Learning Quadrupedal Locomotion over Challenging Terrain


Some of the most challenging environments on our planet are accessible to quadrupedal animals but remain out of reach for autonomous machines. Legged locomotion can dramatically expand the operational domains of robotics. However, conventional controllers for legged locomotion are based on elaborate state machines that explicitly trigger the execution of motion primitives and reflexes. These designs have escalated in complexity while falling short of the generality and robustness of animal locomotion. Here we present a radically robust controller for legged locomotion in challenging natural environments.
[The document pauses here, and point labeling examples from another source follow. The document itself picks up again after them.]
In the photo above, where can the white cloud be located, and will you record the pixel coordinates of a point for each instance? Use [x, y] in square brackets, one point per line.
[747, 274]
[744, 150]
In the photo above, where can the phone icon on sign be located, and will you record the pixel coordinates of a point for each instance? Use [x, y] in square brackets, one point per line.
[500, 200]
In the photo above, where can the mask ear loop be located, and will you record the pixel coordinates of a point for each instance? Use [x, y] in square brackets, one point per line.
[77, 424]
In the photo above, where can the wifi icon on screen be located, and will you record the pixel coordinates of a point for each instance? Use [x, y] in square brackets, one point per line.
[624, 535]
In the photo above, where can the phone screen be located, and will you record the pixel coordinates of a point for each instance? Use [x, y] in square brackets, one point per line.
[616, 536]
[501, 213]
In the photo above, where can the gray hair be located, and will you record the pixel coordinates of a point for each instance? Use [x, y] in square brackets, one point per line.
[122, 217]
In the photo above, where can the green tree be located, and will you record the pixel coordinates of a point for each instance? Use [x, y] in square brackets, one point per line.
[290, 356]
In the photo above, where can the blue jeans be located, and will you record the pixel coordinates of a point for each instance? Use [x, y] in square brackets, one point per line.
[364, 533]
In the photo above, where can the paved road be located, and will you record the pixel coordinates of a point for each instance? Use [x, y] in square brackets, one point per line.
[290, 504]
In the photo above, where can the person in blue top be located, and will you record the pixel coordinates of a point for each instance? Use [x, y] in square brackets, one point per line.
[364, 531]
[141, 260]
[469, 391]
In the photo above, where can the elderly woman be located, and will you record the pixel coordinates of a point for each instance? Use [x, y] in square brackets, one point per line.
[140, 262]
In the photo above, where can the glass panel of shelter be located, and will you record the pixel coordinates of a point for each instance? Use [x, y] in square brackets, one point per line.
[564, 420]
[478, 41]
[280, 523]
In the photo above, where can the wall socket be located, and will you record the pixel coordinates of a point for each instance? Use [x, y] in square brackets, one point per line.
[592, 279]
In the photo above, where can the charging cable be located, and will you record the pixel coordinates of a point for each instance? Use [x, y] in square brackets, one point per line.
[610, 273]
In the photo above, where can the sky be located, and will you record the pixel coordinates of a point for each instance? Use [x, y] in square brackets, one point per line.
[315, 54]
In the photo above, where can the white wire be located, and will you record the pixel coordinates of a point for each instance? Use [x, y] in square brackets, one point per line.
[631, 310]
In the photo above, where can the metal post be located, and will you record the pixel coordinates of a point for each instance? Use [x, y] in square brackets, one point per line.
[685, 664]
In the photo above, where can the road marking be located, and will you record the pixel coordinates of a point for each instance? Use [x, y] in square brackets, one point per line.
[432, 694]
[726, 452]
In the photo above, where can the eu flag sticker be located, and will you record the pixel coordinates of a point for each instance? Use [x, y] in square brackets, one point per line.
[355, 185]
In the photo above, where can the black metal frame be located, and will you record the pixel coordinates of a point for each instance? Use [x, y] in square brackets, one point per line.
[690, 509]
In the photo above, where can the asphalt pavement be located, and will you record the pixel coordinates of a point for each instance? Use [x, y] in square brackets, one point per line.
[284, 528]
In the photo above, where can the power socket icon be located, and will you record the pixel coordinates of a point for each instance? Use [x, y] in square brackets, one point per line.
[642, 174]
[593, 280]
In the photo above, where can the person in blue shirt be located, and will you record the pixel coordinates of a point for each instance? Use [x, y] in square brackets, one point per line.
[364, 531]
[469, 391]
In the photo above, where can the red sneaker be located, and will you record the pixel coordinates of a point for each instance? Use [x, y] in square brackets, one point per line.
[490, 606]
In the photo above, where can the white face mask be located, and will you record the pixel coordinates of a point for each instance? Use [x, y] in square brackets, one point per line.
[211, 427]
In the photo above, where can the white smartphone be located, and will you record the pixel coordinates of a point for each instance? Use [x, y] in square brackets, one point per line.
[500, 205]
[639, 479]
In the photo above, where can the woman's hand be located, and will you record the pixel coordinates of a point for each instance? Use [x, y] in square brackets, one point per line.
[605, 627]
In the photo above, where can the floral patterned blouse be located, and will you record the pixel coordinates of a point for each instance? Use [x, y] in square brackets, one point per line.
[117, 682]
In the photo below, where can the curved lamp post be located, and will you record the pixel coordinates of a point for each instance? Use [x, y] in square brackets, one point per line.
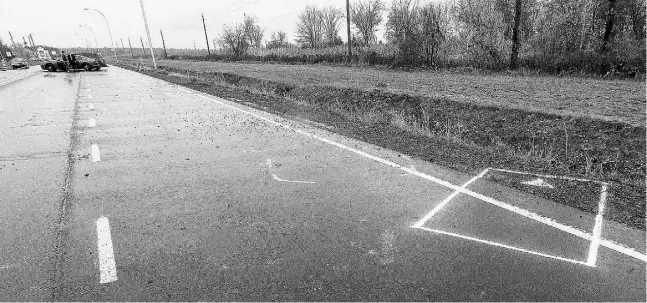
[95, 36]
[109, 32]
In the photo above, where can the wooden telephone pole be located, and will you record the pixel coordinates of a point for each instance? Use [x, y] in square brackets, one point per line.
[131, 48]
[143, 48]
[205, 35]
[350, 48]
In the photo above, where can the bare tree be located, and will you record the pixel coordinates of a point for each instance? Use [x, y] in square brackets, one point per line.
[366, 16]
[310, 27]
[433, 30]
[253, 32]
[516, 41]
[278, 40]
[331, 18]
[234, 39]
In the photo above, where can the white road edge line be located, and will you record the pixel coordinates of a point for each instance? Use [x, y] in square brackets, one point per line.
[502, 245]
[275, 177]
[281, 180]
[96, 156]
[548, 221]
[107, 267]
[546, 176]
[442, 204]
[597, 229]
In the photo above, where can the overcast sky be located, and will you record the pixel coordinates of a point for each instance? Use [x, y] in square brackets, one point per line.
[56, 23]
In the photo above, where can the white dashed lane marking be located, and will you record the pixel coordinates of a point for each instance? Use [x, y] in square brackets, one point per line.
[96, 157]
[107, 266]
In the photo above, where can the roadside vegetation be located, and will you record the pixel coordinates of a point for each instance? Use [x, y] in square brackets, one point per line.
[467, 136]
[460, 83]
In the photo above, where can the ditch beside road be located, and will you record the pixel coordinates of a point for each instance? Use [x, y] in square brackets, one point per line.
[466, 136]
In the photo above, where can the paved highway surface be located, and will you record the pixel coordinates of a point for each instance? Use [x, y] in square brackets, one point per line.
[120, 187]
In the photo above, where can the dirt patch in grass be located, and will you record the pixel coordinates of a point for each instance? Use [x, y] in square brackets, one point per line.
[464, 136]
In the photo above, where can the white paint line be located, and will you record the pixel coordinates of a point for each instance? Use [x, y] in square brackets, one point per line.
[502, 245]
[597, 229]
[442, 204]
[539, 182]
[96, 157]
[623, 249]
[288, 181]
[546, 176]
[107, 267]
[275, 177]
[523, 212]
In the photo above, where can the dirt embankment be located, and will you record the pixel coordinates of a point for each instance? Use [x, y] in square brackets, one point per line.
[464, 136]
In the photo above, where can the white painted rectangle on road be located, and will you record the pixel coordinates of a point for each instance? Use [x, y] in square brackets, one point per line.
[96, 157]
[107, 266]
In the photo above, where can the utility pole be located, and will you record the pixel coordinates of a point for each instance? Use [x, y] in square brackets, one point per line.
[205, 35]
[13, 43]
[164, 45]
[143, 48]
[131, 48]
[350, 47]
[150, 44]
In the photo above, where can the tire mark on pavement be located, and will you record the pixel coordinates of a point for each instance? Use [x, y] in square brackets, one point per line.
[275, 177]
[64, 202]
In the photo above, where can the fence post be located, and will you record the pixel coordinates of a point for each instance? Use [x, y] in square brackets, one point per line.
[164, 45]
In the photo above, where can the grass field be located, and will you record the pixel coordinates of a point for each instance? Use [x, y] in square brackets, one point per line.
[610, 100]
[561, 126]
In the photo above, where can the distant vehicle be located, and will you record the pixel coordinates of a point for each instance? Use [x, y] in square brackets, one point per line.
[82, 62]
[19, 63]
[98, 56]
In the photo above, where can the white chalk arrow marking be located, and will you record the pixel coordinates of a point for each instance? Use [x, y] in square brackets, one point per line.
[275, 177]
[107, 267]
[539, 182]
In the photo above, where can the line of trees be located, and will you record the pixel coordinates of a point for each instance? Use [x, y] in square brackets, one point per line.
[591, 35]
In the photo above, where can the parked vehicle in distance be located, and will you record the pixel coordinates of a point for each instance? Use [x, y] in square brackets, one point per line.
[98, 56]
[82, 62]
[19, 63]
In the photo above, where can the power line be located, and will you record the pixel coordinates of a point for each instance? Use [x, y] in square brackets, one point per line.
[240, 8]
[293, 12]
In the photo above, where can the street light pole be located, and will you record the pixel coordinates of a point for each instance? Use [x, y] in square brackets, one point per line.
[112, 42]
[93, 34]
[150, 44]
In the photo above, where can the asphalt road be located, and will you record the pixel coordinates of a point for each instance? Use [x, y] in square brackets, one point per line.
[121, 187]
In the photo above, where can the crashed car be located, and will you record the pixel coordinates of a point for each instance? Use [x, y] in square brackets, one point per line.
[98, 56]
[82, 62]
[19, 63]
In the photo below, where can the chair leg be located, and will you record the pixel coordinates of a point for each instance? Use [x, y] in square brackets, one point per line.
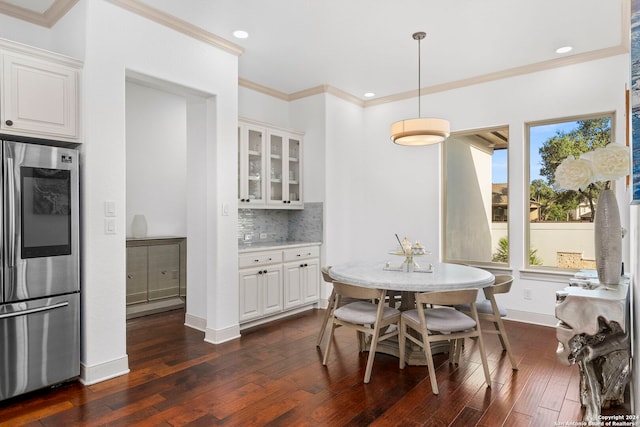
[426, 346]
[327, 348]
[504, 340]
[483, 356]
[459, 347]
[372, 354]
[327, 314]
[402, 342]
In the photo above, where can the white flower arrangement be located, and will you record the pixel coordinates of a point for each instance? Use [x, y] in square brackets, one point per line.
[602, 164]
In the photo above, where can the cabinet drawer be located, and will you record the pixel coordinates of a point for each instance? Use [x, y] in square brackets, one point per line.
[301, 253]
[259, 258]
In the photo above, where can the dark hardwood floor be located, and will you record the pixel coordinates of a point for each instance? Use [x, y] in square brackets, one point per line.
[273, 375]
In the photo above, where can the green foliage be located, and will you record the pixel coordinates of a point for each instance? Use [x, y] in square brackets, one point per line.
[587, 136]
[502, 253]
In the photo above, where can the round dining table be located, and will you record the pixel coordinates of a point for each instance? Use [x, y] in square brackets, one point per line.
[439, 276]
[436, 277]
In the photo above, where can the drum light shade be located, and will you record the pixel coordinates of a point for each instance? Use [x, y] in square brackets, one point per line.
[420, 131]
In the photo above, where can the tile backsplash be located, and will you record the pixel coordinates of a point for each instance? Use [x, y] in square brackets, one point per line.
[303, 225]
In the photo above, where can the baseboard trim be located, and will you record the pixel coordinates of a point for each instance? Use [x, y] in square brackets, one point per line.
[533, 318]
[218, 336]
[195, 322]
[104, 371]
[263, 320]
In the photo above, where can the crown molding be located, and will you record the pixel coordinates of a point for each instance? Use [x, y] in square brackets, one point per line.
[46, 19]
[503, 74]
[179, 25]
[498, 75]
[262, 89]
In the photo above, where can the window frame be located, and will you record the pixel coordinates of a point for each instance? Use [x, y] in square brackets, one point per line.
[535, 269]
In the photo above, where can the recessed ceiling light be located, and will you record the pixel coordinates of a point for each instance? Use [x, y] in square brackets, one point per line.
[240, 34]
[564, 49]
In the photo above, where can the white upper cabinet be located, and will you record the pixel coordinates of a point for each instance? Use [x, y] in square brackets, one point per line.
[270, 167]
[39, 93]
We present a novel solution to incorporating proprioceptive feedback in locomotion control and demonstrate remarkable zero-shot generalization from simulation to natural environments. The controller is trained by reinforcement learning in simulation. It is based on a neural network that acts on a stream of proprioceptive signals. The trained controller has taken two generations of quadrupedal ANYmal robots to a variety of natural environments that are beyond the reach of prior published work in legged locomotion. The controller retains its robustness under conditions that have never been encountered during training: deformable terrain such as mud and snow, dynamic footholds such as rubble, and overground impediments such as thick vegetation and gushing water. The presented work opens new frontiers for robotics and indicates that radical robustness in natural environments can be achieved by training in much simpler domains.